In short, Labour has been delivering two-fingered salutes all around - especially to the broking houses queuing up to rubbish the policy, seemingly oblivious to their obvious conflict of interest.
Labour has ample reason for adopting such an aggressive and uncompromising stance. To win next year' s election, it must pick up a substantial chunk of votes on its right and left flanks.
It must jolt those on low incomes and welfare benefits in South Auckland out of non-voting apathy, as well as engineering a switch in support away from John Key and National in the city's mortgage belt and middle class suburbs. The electricity policy is capable of doing both things.
The policy presents a clear alternative. Labour will lose if it fights next year's campaign with the kind of insipid policies it used in 2011.
The classic examples of Labour's tinkering rather than offering a real alternative were the minor changes in tax thresholds at the bottom end of the income scale - which would have cost a lot in terms of foregone revenue but which were too small to have a noticeable effect on people's incomes - plus the silly policy to remove GST on fruit and vegetables.
That ended up damaging the party's credibility far more than it enticed voters to tick Labour's box.
Where Labour gained credibility, though not necessarily votes, was through policies which involved big structural changes, such as the introduction of a capital gains tax and phasing in a rise in the age of eligibility for national superannuation.
Voters might not have liked a capital gains tax, but they could see the logic in it, whereas the exemption on fruit and vegetables simply opened the door to further weakening of a tax whose value in policy terms lies in its universal application.
Labour must be bold. It will get nowhere being a pale echo of National. Hence its plan to build 100,000 houses over 10 years. Hence its single-buyer proposal to rein in the generating giants and force down power prices to give up to $330 a year in savings for households. Hence the stout defence of that policy. Concede anything to opponents and Labour concedes everything.
Issued in conjunction with an almost identical version produced by the Greens, the policy blunts their ability to siphon off votes on Labour's left.
When it comes to making inroads on the middle ground, Labour is taking much more of a gamble.
National can talk all it likes about Labour taking both a huge step to the left and a leap backwards to a New Zealand of the past. National can quote all the statistics it likes about the actual rate of price rises.
But the public perception, right or wrong, is that National's power reforms of the 1990s have failed to deliver. National could be comfortable about that as long as Labour remained committed to the regulated market model.
Labour's abandoning of that model has suddenly left National isolated on a crucial hip-pocket issue.
The question is whether public unhappiness with ever-rising power bills runs deep enough to offset the secondary effect of the policy - the wiping of hundreds of millions of dollars in value off the "gentailers" and the associated spiking of the partial share float.
Nearly two million New Zealanders are now signed up to KiwiSaver. Those nearing retirement whose funds have invested heavily in Contact Energy will not take kindly to Labour effectively slashing the value of their holding.
Labour's new policy has also undermined the Mighty River Power float, deterring some would-be investors and exposing those who do buy shares to the risk of drops in the share price after the stock has listed.
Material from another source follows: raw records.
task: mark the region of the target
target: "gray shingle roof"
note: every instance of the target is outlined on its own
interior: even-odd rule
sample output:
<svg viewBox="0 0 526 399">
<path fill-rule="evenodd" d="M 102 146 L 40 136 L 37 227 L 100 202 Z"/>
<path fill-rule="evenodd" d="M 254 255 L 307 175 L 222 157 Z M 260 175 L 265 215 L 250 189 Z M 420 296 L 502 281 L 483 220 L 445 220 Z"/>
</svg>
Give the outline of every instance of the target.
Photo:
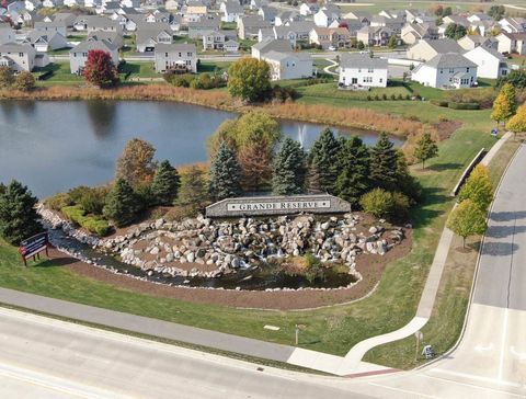
<svg viewBox="0 0 526 399">
<path fill-rule="evenodd" d="M 425 62 L 425 65 L 433 68 L 477 67 L 477 64 L 457 53 L 438 54 Z"/>
<path fill-rule="evenodd" d="M 370 58 L 368 54 L 344 53 L 340 56 L 340 67 L 387 69 L 387 59 Z"/>
</svg>

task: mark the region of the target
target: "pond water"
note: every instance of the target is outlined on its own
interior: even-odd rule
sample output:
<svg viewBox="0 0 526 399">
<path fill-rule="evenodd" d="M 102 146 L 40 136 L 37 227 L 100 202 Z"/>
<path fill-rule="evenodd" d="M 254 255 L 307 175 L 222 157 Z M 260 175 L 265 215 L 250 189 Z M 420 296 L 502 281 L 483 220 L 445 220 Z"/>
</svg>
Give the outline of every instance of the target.
<svg viewBox="0 0 526 399">
<path fill-rule="evenodd" d="M 236 116 L 175 102 L 0 101 L 0 182 L 18 179 L 39 197 L 103 184 L 113 178 L 117 157 L 134 137 L 150 141 L 156 158 L 174 166 L 205 161 L 206 138 Z M 289 121 L 281 125 L 307 149 L 323 128 Z M 358 135 L 368 145 L 377 139 L 371 132 L 334 130 Z"/>
</svg>

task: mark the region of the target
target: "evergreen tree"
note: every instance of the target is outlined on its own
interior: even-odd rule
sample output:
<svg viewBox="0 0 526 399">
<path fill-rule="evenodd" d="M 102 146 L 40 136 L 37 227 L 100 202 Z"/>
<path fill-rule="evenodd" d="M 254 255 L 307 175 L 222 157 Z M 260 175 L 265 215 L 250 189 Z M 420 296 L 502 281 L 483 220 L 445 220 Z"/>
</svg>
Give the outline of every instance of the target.
<svg viewBox="0 0 526 399">
<path fill-rule="evenodd" d="M 43 231 L 35 209 L 37 202 L 31 191 L 15 180 L 0 187 L 0 235 L 8 242 L 19 244 Z"/>
<path fill-rule="evenodd" d="M 191 212 L 195 214 L 206 201 L 207 195 L 204 172 L 197 167 L 191 167 L 181 175 L 178 204 L 190 207 Z"/>
<path fill-rule="evenodd" d="M 307 155 L 301 145 L 287 137 L 273 164 L 272 191 L 276 195 L 293 195 L 305 192 Z"/>
<path fill-rule="evenodd" d="M 430 133 L 424 133 L 422 137 L 416 141 L 414 148 L 414 158 L 422 162 L 422 168 L 425 168 L 425 161 L 438 156 L 438 146 L 435 140 L 431 138 Z"/>
<path fill-rule="evenodd" d="M 370 180 L 375 185 L 387 191 L 396 191 L 398 183 L 398 153 L 386 133 L 370 149 Z"/>
<path fill-rule="evenodd" d="M 339 175 L 339 152 L 340 141 L 334 137 L 331 129 L 323 129 L 309 153 L 310 176 L 316 176 L 316 180 L 309 181 L 309 189 L 328 193 L 333 192 Z"/>
<path fill-rule="evenodd" d="M 162 161 L 157 168 L 150 187 L 156 204 L 172 205 L 178 197 L 179 184 L 178 170 L 170 164 L 170 161 Z"/>
<path fill-rule="evenodd" d="M 104 216 L 112 219 L 116 227 L 122 227 L 134 221 L 139 210 L 140 201 L 132 185 L 122 178 L 117 179 L 106 196 Z"/>
<path fill-rule="evenodd" d="M 345 140 L 340 150 L 340 174 L 334 194 L 359 206 L 359 198 L 369 190 L 369 150 L 359 137 Z"/>
<path fill-rule="evenodd" d="M 241 167 L 227 141 L 222 141 L 210 164 L 208 192 L 215 201 L 241 193 Z"/>
</svg>

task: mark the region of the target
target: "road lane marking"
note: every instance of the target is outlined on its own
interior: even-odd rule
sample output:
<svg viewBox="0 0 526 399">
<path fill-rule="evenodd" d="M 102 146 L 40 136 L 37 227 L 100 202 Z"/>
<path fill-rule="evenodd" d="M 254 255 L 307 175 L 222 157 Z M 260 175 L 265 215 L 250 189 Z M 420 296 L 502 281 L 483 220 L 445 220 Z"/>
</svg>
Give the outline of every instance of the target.
<svg viewBox="0 0 526 399">
<path fill-rule="evenodd" d="M 501 355 L 499 358 L 499 379 L 502 380 L 502 374 L 504 373 L 504 352 L 505 352 L 505 344 L 506 344 L 506 334 L 507 334 L 507 317 L 510 314 L 510 309 L 504 309 L 504 326 L 502 328 L 502 340 L 501 340 Z"/>
</svg>

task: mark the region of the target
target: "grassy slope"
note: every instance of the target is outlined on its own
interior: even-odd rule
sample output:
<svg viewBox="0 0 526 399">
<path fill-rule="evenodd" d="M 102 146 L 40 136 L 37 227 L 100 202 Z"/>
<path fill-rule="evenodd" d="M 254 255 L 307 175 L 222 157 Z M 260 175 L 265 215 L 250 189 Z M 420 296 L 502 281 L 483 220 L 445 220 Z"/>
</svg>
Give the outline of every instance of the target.
<svg viewBox="0 0 526 399">
<path fill-rule="evenodd" d="M 301 99 L 310 102 L 312 98 Z M 317 103 L 348 106 L 348 101 L 318 99 Z M 353 102 L 357 103 L 357 102 Z M 256 339 L 293 344 L 294 326 L 302 324 L 300 344 L 304 347 L 345 354 L 356 342 L 402 327 L 415 311 L 420 293 L 433 259 L 445 213 L 451 201 L 446 196 L 460 170 L 481 147 L 489 147 L 493 138 L 488 130 L 489 112 L 461 112 L 437 109 L 426 103 L 366 102 L 362 106 L 389 110 L 391 113 L 419 115 L 436 121 L 438 110 L 447 117 L 465 121 L 448 141 L 441 146 L 441 156 L 430 162 L 430 170 L 415 170 L 427 194 L 426 203 L 415 209 L 415 244 L 412 252 L 388 266 L 385 276 L 370 298 L 359 303 L 329 309 L 302 312 L 238 310 L 218 306 L 181 303 L 173 299 L 132 293 L 107 284 L 73 275 L 64 267 L 43 262 L 34 267 L 22 267 L 13 248 L 0 244 L 0 284 L 5 287 L 107 307 L 132 314 L 160 318 L 202 328 L 253 337 Z M 272 332 L 264 324 L 279 326 Z M 391 356 L 382 354 L 367 357 L 392 364 Z"/>
</svg>

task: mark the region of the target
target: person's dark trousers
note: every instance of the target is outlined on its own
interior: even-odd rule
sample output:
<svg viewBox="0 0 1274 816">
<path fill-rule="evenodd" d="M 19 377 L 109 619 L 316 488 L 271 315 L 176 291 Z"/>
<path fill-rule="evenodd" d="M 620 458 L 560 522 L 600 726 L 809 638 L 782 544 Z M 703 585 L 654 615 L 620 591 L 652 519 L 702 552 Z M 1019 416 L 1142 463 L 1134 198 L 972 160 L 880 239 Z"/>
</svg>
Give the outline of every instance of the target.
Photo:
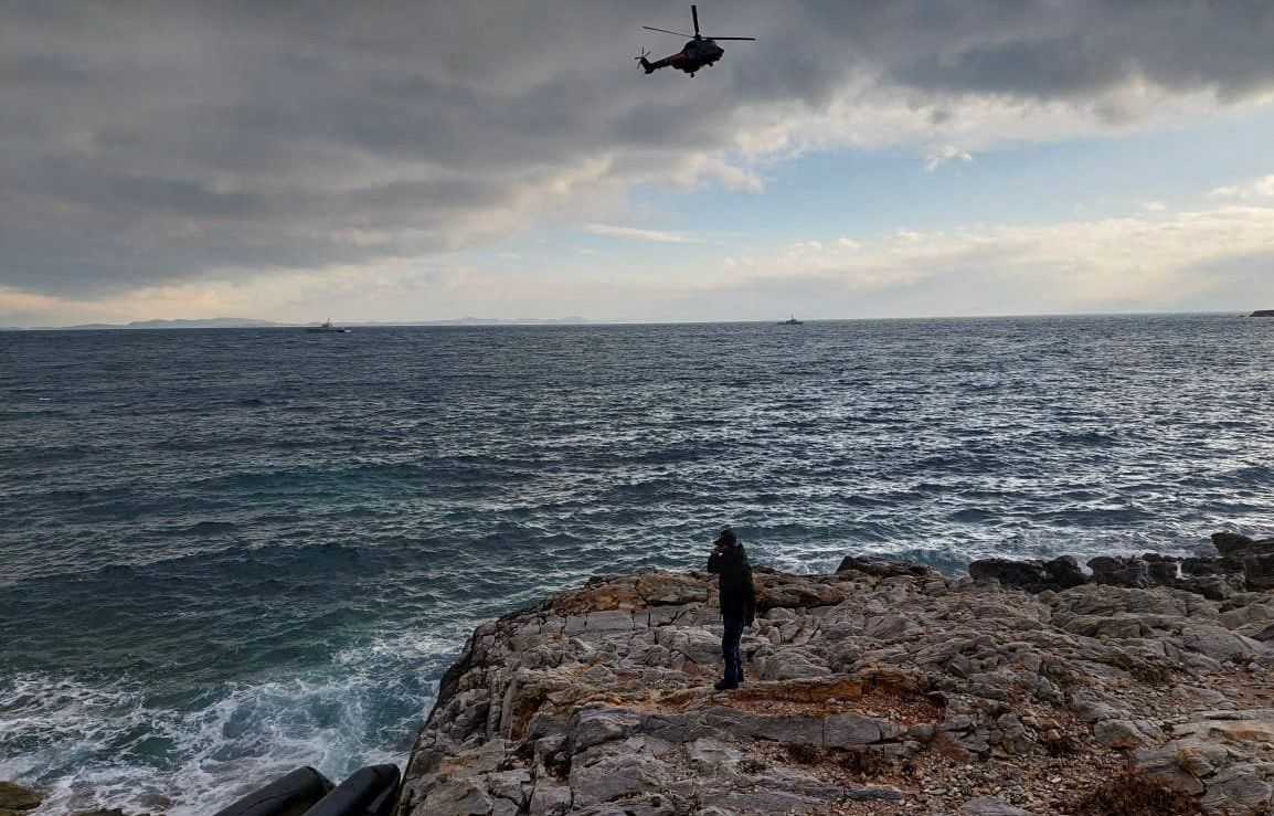
<svg viewBox="0 0 1274 816">
<path fill-rule="evenodd" d="M 743 655 L 739 654 L 739 640 L 743 638 L 743 616 L 725 616 L 721 618 L 725 632 L 721 634 L 721 657 L 725 658 L 726 685 L 738 686 L 743 682 Z"/>
</svg>

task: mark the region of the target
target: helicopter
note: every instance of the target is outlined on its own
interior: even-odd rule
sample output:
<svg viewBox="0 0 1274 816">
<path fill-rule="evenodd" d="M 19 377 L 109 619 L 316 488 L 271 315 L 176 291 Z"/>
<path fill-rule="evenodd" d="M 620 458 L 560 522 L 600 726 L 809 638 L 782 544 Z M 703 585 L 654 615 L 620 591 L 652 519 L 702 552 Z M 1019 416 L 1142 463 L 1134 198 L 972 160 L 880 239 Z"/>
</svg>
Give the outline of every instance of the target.
<svg viewBox="0 0 1274 816">
<path fill-rule="evenodd" d="M 655 60 L 654 62 L 646 59 L 650 56 L 650 51 L 642 50 L 641 54 L 633 57 L 641 62 L 641 66 L 646 69 L 647 74 L 654 74 L 661 68 L 671 66 L 693 76 L 701 68 L 713 65 L 721 59 L 721 55 L 725 54 L 725 48 L 716 43 L 717 40 L 757 40 L 755 37 L 705 37 L 699 33 L 698 6 L 691 6 L 691 17 L 694 19 L 694 38 L 687 42 L 684 48 L 671 56 L 665 56 L 662 60 Z M 642 26 L 642 28 L 657 31 L 665 34 L 676 34 L 678 37 L 689 37 L 689 34 L 668 31 L 666 28 L 652 28 L 650 26 Z"/>
</svg>

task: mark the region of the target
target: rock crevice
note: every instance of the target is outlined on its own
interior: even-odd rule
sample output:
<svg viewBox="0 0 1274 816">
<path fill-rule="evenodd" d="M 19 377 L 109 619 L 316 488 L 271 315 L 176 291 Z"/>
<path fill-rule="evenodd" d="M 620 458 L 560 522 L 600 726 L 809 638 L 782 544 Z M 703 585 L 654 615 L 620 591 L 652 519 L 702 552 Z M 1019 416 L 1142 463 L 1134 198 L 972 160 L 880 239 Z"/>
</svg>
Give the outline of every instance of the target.
<svg viewBox="0 0 1274 816">
<path fill-rule="evenodd" d="M 1196 812 L 1269 812 L 1274 595 L 1252 586 L 1274 542 L 1217 546 L 1093 578 L 1065 558 L 757 570 L 727 694 L 712 576 L 595 579 L 473 634 L 399 812 L 1042 815 L 1129 764 Z"/>
</svg>

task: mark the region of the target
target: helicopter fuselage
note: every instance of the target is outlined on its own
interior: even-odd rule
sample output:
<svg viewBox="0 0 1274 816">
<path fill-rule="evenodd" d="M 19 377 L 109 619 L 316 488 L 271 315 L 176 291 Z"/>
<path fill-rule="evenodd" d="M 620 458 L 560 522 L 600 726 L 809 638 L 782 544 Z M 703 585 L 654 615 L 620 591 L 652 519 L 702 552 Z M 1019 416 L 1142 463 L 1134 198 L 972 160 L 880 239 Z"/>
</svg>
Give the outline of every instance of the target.
<svg viewBox="0 0 1274 816">
<path fill-rule="evenodd" d="M 702 38 L 687 42 L 684 48 L 671 56 L 665 56 L 662 60 L 650 62 L 642 59 L 641 64 L 647 74 L 652 74 L 661 68 L 675 68 L 693 76 L 697 70 L 712 65 L 724 54 L 725 48 L 719 46 L 716 41 Z"/>
</svg>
That would be a disaster for National, possibly crippling the subsequent planned floats of a minority shareholding in Meridian Energy and Genesis Energy and wrecking the centrepiece policy of National's second term.
While Labour would be delighted at any delay forced by its policy, the party risks incurring blame from the voters it is seeking to capture.
But it has a significant advantage in the debate on its policy's merits. It cannot prove the policy will cut prices. But National cannot prove the policy will not work.
That is because it is just about impossible to explain the workings of the electricity market in a manner easily digested by the public.
National has resorted to simple sloganeering, accusing Labour of coming up with something from the "North Korean school of economics", being guilty of a return to "Soviet-style central planning and nationalisation", or just being "barking mad".
By using such language, National risks sounding shrill. But the language is designed to ghettoise Labour in a long-dead era when interventionist policies came close to wrecking the economy.
This is part of National's strategy to make next year's election a referendum on which party can best be trusted with the management of the economy - a matter of some issue where both parties' private polling has Labour far behind National.
To further marginalise Labour, the Prime Minister seized on his opponents' electricity plan to define the election as a contest between the "centre-right and the far left". In other words, vote Labour and you will get the Greens.
Labour's message may be just as potent, however. National's laissez-faire stance on power prices has left New Zealanders trapped like laboratory mice in a hopelessly flawed neo-liberal experiment. At last, help is on its way.